The Benefit of this payment is that it becomes a tax deduction to the SMSF at the time it is paid. To illustrate how good this can be let’s say Alan who was born on 1.11.56 dies at 64 on 1.11.2011 with a member balance of $400,000 (comprising concessional contributions and investment earnings). Alan joined the SMSF on 1 Sep1994. The SMSF can pay a Anti Detriment payment to the deceased’s estate/nominated beneficiary of $70,588. Even better the SMSF can claim a tax deduction for $470,588, (calculated as $70,588/.15). That’s a tax benefit of $70,588 in future tax savings based on a 15% tax rate.
[emaillocker]How is the Anti Detriment Payment Calculated?
The Anti Detriment can be calculate in a number of ways, in the above example the <ATO ID 2007/219> (1) Alternative Method was chosen. Other methods include (2) Audit Method (actual amounts of contributions paid), (3) EM Method and (4) the SMSF’s Auditor Method, which has no guidance issued in respect to this method. The ATO ID method is the most common given the guidance of the ID.
Advantages of Anti Detriment Payment
- significant tax deduction that can be claimed by the SMSF
- tax savings to surviving spouse
- tax savings to children
- eliminate any capital gains tax on asset sales of the member to fund the death benefit payment.
- combining re-contribution with anti detriment using Audit Method.
Disadvantages of Anti Detriment Payment
- Cannot fund the Anti Detriment Payment form the deceased members balance
- Need to have a strategy to allocate funds to a reserve over a long period of time to fund the anti-detriment payment, with the exception of the Life Insurance or FITB approach.
- Payments to the member from the reserve count towards the members concessional contribution cap, therefore in the above example excess contributions tax would apply to the amount over and above $50,000.
- Where the SMSF is in pension phase, the earnings on the reserve do not receive the pension exemption and are taxed at 15%.
Using a Reserve to fund Anti Detriment Payment
A Reserve is a specific account setup in the SMSF that does not form part of the members account balance. For example lets say that the earnings of the fund is $30,000, if the trustee allocates $25,000 to the members accounts and $5,000 to the Anti Detriment reserve, trust deed permitting, and continues to do this each year for 15 years, then the reserve would be big enough to pay the anti detriment payment to Alan in the above example.
Life Insurance & FITB to fund Anti Detriment Payment
If the deceased has a Life Insurance Policy with the beneficiary as the SMSF, the proceeds can be allocated to a reserve for purposes of a paying a anti detriment payment. While this avoids the need to create a reserve, you need to factor in the cost of the Life Insurance Premiums.

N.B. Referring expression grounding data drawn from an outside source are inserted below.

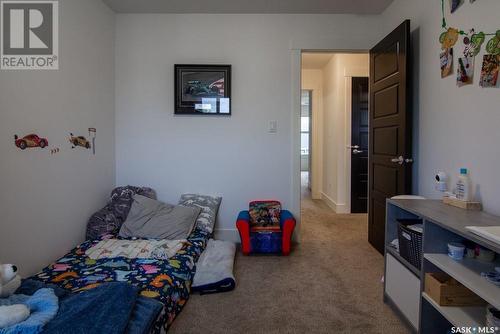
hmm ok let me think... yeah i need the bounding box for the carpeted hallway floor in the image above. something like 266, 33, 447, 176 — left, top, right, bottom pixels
169, 181, 410, 334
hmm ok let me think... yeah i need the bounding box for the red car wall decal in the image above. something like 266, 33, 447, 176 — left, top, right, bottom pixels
14, 134, 48, 150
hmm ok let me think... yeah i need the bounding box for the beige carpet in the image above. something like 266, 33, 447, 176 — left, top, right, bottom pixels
169, 193, 410, 334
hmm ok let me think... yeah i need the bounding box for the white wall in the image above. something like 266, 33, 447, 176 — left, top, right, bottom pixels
115, 14, 383, 240
301, 69, 324, 199
382, 0, 500, 215
0, 0, 115, 276
321, 53, 369, 213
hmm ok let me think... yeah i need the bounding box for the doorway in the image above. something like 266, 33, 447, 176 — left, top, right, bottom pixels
296, 21, 413, 255
301, 52, 369, 213
301, 90, 312, 196
350, 77, 369, 213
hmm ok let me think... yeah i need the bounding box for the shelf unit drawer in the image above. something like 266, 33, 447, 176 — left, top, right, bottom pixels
385, 253, 421, 329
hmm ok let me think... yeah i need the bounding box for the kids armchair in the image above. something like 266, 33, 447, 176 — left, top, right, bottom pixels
236, 200, 296, 256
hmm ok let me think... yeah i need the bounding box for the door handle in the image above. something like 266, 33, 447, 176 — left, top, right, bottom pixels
347, 145, 359, 149
391, 156, 413, 165
352, 149, 363, 154
391, 156, 404, 165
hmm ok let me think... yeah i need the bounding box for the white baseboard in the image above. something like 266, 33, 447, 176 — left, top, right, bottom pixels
335, 203, 350, 214
213, 228, 240, 243
321, 192, 337, 212
311, 190, 322, 200
320, 192, 350, 214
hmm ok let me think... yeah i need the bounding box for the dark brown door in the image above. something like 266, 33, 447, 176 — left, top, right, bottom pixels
350, 77, 369, 213
368, 20, 412, 254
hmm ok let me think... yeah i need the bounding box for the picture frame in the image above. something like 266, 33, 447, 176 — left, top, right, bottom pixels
174, 64, 232, 115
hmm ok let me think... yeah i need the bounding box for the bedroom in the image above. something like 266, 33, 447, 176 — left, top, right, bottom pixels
1, 0, 500, 333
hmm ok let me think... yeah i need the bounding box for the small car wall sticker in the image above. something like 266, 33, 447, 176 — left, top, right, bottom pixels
69, 133, 91, 149
14, 134, 48, 150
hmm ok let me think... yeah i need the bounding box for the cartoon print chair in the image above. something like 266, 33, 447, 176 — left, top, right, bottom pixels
236, 200, 296, 256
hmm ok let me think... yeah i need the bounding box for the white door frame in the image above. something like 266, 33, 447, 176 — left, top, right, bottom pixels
300, 78, 323, 199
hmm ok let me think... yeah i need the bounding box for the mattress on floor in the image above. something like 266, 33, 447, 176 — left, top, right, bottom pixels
29, 228, 211, 333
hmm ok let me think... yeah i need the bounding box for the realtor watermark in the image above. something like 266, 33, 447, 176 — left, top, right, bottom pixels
1, 0, 58, 70
451, 326, 499, 334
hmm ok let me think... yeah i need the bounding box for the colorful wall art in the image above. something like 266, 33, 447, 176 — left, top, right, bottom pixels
463, 31, 485, 57
450, 0, 464, 13
486, 31, 500, 55
441, 48, 454, 77
480, 55, 500, 87
14, 129, 98, 156
457, 57, 474, 86
440, 28, 459, 49
69, 133, 91, 150
439, 0, 499, 88
14, 134, 48, 150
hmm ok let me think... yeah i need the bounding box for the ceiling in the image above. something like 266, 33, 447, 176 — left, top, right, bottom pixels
102, 0, 394, 14
302, 53, 334, 69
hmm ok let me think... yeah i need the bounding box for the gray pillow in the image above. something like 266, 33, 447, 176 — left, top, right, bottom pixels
119, 195, 201, 240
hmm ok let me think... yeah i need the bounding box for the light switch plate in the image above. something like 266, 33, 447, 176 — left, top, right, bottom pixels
269, 120, 277, 133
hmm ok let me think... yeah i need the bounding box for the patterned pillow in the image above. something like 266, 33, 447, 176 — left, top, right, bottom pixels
110, 186, 157, 220
249, 200, 281, 230
178, 194, 222, 234
85, 186, 157, 240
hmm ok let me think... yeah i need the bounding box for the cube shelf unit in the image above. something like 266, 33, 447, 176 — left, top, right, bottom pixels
384, 199, 500, 333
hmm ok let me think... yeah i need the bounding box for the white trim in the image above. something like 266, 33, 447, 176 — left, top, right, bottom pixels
321, 192, 337, 212
345, 77, 353, 213
335, 203, 350, 214
214, 228, 240, 243
311, 87, 324, 200
301, 70, 324, 200
291, 49, 302, 243
344, 67, 368, 78
321, 192, 349, 213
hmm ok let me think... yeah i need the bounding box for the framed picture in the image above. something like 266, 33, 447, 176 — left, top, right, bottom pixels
175, 64, 231, 115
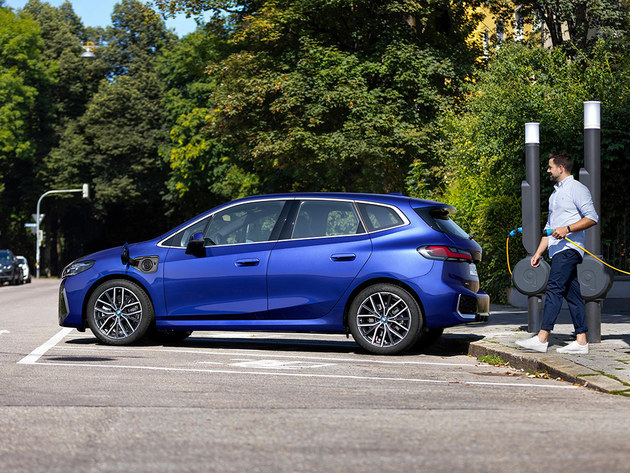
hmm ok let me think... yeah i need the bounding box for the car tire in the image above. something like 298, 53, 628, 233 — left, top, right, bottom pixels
146, 328, 193, 344
86, 279, 154, 345
348, 283, 423, 355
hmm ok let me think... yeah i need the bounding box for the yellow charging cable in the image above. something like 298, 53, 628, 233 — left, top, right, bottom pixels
506, 236, 513, 275
564, 236, 630, 276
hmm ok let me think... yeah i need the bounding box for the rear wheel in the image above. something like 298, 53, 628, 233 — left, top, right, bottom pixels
87, 279, 154, 345
348, 284, 423, 355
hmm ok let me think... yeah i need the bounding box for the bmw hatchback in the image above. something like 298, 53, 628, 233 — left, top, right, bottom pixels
59, 193, 489, 355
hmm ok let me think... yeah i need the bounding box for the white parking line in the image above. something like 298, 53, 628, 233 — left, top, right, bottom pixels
21, 359, 578, 390
18, 328, 73, 365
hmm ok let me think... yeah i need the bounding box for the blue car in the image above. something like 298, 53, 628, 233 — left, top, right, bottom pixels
59, 193, 489, 355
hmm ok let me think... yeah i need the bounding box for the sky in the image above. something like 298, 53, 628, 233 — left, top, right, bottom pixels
4, 0, 202, 37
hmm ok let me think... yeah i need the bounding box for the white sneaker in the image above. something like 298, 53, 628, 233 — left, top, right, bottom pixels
515, 336, 548, 353
557, 341, 589, 354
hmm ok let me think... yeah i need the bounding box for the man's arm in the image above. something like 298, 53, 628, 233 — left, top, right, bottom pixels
531, 236, 549, 268
551, 217, 597, 240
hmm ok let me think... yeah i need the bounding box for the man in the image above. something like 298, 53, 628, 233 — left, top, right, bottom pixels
516, 151, 598, 354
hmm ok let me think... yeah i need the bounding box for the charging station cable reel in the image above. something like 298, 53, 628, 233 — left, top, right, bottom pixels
506, 228, 550, 296
507, 228, 616, 301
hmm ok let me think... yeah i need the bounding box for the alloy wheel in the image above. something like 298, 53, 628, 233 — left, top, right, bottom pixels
355, 291, 412, 348
93, 286, 143, 340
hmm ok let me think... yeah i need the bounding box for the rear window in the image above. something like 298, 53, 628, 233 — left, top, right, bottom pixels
414, 207, 469, 239
357, 203, 404, 232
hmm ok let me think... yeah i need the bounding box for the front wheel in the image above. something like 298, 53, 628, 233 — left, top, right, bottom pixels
87, 279, 154, 345
348, 284, 423, 355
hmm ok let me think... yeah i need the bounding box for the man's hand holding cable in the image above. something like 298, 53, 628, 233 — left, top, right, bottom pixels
551, 226, 570, 240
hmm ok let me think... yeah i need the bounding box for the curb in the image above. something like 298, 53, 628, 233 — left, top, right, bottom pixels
468, 340, 629, 394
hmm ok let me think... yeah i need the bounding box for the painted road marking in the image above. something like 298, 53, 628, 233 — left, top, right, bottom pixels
226, 359, 336, 369
19, 359, 579, 390
18, 328, 73, 365
0, 330, 9, 335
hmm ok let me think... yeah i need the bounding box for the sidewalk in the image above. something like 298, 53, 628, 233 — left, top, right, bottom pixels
444, 304, 630, 394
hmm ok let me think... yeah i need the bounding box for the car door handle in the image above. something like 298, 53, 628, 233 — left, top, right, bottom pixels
235, 258, 260, 267
330, 253, 356, 262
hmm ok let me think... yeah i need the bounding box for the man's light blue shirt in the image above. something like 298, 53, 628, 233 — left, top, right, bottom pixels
544, 175, 598, 258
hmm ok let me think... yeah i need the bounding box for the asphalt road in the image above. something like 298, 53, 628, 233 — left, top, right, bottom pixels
2, 279, 630, 473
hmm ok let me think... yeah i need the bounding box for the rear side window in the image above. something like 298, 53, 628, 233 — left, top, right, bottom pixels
292, 200, 363, 239
414, 207, 469, 239
357, 203, 404, 232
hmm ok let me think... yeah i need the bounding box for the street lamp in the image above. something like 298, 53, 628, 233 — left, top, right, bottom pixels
35, 184, 90, 278
80, 41, 96, 58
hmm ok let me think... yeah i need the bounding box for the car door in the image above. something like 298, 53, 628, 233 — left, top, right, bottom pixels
163, 199, 287, 319
267, 199, 372, 320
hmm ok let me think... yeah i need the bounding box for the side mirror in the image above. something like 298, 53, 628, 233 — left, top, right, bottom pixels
185, 238, 206, 258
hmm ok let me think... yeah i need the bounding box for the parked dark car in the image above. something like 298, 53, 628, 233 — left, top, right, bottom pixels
59, 193, 489, 355
0, 249, 23, 286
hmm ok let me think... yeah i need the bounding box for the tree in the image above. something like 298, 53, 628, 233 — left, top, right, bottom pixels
153, 0, 485, 195
488, 0, 629, 54
22, 0, 108, 127
0, 5, 54, 256
44, 0, 176, 266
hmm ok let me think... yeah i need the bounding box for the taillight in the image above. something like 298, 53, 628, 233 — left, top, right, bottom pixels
417, 245, 473, 262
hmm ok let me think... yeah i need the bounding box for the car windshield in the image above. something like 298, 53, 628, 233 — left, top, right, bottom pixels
0, 252, 10, 262
17, 257, 26, 264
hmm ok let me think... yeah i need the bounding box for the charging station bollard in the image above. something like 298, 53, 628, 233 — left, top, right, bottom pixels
579, 101, 611, 343
515, 122, 546, 332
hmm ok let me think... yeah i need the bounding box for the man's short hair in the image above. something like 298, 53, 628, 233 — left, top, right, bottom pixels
550, 151, 573, 173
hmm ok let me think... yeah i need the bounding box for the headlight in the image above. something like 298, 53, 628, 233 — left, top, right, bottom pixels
62, 260, 95, 278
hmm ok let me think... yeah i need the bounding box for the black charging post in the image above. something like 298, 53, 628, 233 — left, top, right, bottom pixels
512, 122, 550, 332
579, 101, 613, 343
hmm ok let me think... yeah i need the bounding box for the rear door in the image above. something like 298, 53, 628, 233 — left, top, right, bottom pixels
266, 199, 372, 319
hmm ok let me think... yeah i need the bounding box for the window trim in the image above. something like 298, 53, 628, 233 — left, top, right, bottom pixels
158, 197, 410, 248
157, 198, 291, 249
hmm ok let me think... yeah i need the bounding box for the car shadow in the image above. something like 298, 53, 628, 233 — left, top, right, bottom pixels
65, 332, 479, 357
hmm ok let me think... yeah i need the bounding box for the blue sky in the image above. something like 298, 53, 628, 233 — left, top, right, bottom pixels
4, 0, 202, 37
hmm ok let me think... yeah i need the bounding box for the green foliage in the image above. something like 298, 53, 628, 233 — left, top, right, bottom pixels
0, 5, 54, 254
44, 0, 175, 257
160, 0, 483, 195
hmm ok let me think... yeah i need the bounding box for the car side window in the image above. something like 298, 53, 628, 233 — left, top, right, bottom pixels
205, 201, 285, 245
291, 200, 363, 239
357, 203, 404, 232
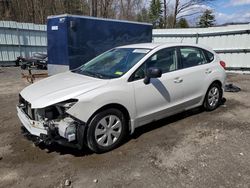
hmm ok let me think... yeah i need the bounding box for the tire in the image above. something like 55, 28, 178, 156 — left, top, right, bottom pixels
86, 108, 127, 153
203, 82, 223, 111
21, 64, 27, 70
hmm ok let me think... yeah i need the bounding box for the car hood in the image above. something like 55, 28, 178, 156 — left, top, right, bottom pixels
20, 71, 109, 108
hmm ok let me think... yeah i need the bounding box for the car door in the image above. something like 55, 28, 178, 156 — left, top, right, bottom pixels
129, 47, 184, 126
177, 46, 212, 109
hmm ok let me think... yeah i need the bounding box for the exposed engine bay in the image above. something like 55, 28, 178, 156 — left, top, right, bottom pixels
18, 95, 85, 149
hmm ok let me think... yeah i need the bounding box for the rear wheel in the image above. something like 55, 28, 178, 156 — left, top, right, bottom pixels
86, 108, 127, 153
203, 83, 222, 111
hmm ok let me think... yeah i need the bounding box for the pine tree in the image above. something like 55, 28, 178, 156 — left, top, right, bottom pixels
149, 0, 163, 28
197, 9, 216, 28
177, 18, 189, 28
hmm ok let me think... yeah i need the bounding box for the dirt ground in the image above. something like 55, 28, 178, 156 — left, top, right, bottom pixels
0, 67, 250, 188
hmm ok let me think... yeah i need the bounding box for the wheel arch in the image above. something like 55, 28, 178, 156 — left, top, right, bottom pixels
204, 80, 223, 100
86, 103, 131, 130
210, 80, 223, 88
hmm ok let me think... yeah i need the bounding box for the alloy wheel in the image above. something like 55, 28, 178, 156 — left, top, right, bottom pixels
208, 87, 220, 107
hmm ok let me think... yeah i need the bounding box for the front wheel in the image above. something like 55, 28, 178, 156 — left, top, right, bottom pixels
86, 108, 127, 153
203, 83, 223, 111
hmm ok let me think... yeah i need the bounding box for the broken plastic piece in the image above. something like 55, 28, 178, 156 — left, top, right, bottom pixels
225, 83, 241, 92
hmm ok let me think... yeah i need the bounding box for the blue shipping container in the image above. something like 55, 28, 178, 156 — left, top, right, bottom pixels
47, 14, 152, 74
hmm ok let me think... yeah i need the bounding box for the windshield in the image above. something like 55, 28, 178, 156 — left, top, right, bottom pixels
72, 48, 150, 79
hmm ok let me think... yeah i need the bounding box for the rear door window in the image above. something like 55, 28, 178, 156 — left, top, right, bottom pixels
180, 47, 207, 68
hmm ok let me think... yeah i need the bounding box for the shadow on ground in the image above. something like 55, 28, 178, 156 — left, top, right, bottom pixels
21, 96, 227, 157
33, 106, 208, 157
131, 107, 203, 140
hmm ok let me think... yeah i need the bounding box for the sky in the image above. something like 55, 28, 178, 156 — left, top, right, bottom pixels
208, 0, 250, 24
145, 0, 250, 25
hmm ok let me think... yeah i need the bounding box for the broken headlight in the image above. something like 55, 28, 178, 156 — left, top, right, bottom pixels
56, 99, 78, 111
34, 99, 78, 121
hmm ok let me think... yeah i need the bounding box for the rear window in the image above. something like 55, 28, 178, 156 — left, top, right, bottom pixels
204, 50, 214, 62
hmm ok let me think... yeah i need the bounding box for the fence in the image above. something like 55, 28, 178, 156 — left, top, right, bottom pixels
0, 21, 47, 66
153, 24, 250, 70
0, 21, 250, 70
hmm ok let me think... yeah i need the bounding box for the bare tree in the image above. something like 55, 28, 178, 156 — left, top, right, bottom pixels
0, 0, 12, 19
91, 0, 98, 17
119, 0, 143, 20
173, 0, 214, 27
163, 0, 170, 28
0, 0, 144, 24
99, 0, 114, 18
120, 0, 132, 20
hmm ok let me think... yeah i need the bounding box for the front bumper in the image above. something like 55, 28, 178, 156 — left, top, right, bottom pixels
17, 105, 47, 136
17, 105, 86, 149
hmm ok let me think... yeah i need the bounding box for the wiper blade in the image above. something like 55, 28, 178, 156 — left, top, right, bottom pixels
83, 71, 109, 79
92, 73, 104, 79
72, 69, 112, 79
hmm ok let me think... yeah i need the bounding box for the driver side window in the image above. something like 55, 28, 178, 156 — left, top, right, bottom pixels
132, 47, 177, 81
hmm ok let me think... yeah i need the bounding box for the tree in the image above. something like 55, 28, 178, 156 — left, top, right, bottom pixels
0, 0, 12, 20
163, 0, 170, 28
165, 14, 175, 28
91, 0, 98, 17
172, 0, 214, 28
99, 0, 114, 18
149, 0, 163, 28
137, 7, 150, 23
119, 0, 133, 20
176, 18, 189, 28
0, 0, 91, 24
197, 9, 215, 27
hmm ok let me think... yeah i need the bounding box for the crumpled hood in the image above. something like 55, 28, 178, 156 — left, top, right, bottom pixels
20, 71, 108, 108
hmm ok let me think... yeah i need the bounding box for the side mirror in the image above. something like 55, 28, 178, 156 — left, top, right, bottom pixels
144, 67, 162, 85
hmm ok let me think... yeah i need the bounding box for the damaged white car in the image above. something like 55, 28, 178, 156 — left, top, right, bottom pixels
17, 43, 226, 153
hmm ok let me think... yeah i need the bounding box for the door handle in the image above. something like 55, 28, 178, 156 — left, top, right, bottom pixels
205, 69, 212, 74
174, 77, 183, 83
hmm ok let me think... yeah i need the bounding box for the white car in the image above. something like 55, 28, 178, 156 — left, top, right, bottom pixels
17, 43, 226, 153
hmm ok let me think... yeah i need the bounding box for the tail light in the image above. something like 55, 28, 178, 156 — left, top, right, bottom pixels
220, 61, 226, 69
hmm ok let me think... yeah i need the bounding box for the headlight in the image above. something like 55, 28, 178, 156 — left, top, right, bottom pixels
56, 99, 78, 109
33, 99, 78, 121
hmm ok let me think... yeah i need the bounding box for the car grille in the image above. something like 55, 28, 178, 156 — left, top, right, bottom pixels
19, 95, 34, 120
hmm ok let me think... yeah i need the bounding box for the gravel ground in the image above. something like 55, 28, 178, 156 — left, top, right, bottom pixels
0, 67, 250, 188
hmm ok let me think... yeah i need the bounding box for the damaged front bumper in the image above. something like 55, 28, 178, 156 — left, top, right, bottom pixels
16, 103, 86, 150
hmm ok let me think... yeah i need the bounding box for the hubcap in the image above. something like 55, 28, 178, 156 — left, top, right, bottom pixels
208, 87, 219, 107
95, 115, 122, 147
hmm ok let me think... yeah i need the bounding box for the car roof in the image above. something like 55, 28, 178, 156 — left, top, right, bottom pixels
116, 42, 212, 51
117, 43, 162, 49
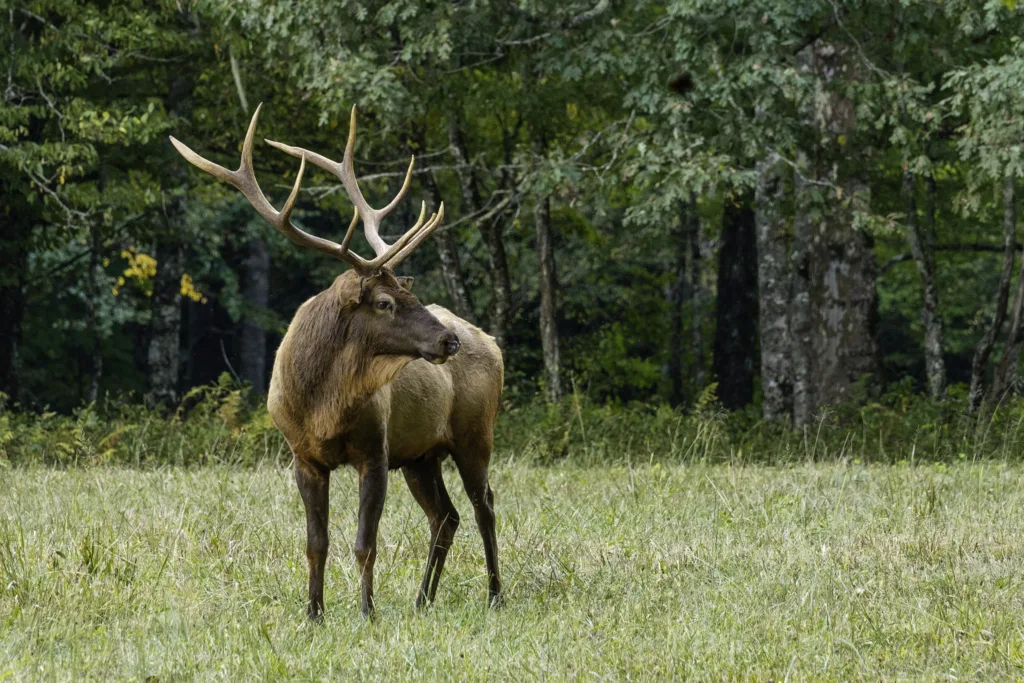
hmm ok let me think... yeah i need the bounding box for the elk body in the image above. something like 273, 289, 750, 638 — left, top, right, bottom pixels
171, 106, 503, 619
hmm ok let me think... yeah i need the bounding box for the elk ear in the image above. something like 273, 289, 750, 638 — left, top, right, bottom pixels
333, 272, 364, 306
356, 274, 383, 303
396, 276, 414, 291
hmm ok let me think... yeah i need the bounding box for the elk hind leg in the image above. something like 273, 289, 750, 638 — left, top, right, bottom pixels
403, 451, 460, 607
452, 441, 501, 606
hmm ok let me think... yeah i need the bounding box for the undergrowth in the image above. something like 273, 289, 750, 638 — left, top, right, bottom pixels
2, 375, 1024, 467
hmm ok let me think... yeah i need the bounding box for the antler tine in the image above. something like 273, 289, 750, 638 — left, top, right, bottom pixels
377, 155, 415, 219
266, 106, 424, 263
170, 104, 373, 275
360, 201, 428, 269
386, 203, 446, 269
339, 208, 360, 255
338, 106, 386, 254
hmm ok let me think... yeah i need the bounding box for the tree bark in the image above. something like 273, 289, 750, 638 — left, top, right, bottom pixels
85, 224, 104, 404
903, 171, 946, 400
691, 219, 705, 393
535, 195, 561, 402
419, 129, 474, 322
239, 237, 269, 394
809, 179, 879, 408
968, 175, 1017, 413
790, 160, 815, 427
436, 230, 475, 322
713, 193, 758, 410
448, 119, 510, 342
666, 202, 694, 406
805, 42, 880, 411
147, 238, 184, 407
990, 177, 1022, 404
482, 218, 512, 352
755, 158, 792, 421
0, 217, 28, 405
482, 122, 522, 353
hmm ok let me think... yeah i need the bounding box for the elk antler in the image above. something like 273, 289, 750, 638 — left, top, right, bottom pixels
265, 106, 444, 271
168, 104, 443, 276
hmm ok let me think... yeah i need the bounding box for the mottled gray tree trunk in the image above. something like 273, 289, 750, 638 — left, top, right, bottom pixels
903, 171, 946, 400
800, 42, 879, 413
968, 176, 1017, 413
808, 178, 878, 409
147, 239, 184, 407
755, 159, 792, 421
535, 196, 561, 402
789, 168, 814, 428
713, 194, 758, 410
240, 237, 269, 394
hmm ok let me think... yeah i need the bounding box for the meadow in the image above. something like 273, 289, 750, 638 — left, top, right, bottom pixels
2, 456, 1023, 681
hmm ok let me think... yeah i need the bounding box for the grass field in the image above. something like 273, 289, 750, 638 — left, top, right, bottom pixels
2, 459, 1023, 680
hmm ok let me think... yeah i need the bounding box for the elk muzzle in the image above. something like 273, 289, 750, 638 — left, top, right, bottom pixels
421, 330, 461, 365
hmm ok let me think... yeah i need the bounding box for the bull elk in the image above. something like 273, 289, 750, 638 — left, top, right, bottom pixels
170, 105, 503, 619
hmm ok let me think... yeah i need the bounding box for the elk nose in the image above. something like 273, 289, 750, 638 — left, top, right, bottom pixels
441, 331, 461, 357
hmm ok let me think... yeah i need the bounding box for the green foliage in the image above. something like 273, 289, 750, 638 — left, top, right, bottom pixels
8, 380, 1024, 468
0, 379, 286, 467
6, 0, 1024, 411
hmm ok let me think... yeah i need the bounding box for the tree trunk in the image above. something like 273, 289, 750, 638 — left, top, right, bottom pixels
239, 237, 269, 394
482, 219, 512, 352
535, 195, 561, 402
755, 159, 792, 421
666, 202, 693, 406
399, 123, 467, 322
804, 42, 879, 411
713, 193, 758, 410
968, 175, 1017, 413
790, 160, 815, 427
147, 239, 184, 407
903, 171, 946, 400
0, 219, 27, 405
436, 231, 475, 322
690, 219, 705, 393
448, 119, 510, 340
808, 179, 878, 408
421, 129, 475, 322
85, 225, 104, 404
990, 177, 1022, 404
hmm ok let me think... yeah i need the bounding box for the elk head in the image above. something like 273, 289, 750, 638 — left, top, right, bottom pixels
169, 104, 460, 364
336, 269, 460, 364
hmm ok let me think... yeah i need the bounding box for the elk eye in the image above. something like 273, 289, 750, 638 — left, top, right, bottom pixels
375, 300, 392, 311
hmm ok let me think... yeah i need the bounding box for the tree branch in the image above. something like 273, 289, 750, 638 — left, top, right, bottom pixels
881, 242, 1024, 272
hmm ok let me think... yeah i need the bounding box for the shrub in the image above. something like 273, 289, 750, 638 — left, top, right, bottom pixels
5, 378, 1024, 468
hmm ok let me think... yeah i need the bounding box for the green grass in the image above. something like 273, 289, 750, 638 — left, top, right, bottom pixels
2, 459, 1024, 680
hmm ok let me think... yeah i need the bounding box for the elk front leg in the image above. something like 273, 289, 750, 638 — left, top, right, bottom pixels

The FITB method basically uses the Tax Benefit of the anti detriment payment to create an asset called FITB (Future income tax benefit). This asset is used to fund the anti detriment payment, provided there are sufficient cash funds available to make the payment. In the above example the FITB would be approx $70,588.
Proper documentation is required to establish that member balances are being preserved and not forfeited.
Re-contribution strategy and Audit Method
As the Anti Detriment payment is based on the taxable component, reducing the taxable component using the <re contribution strategy> reduces the amount of the anti detriment payment. However if the Anti Detriment payment is calculated using the Audit Method, then the Anti Detriment payment is not reduced as it uses the amount of what ‘could’ have been paid had tax not been paid (including amounts subsequently withdrawn as in the case of a re contribution strategy).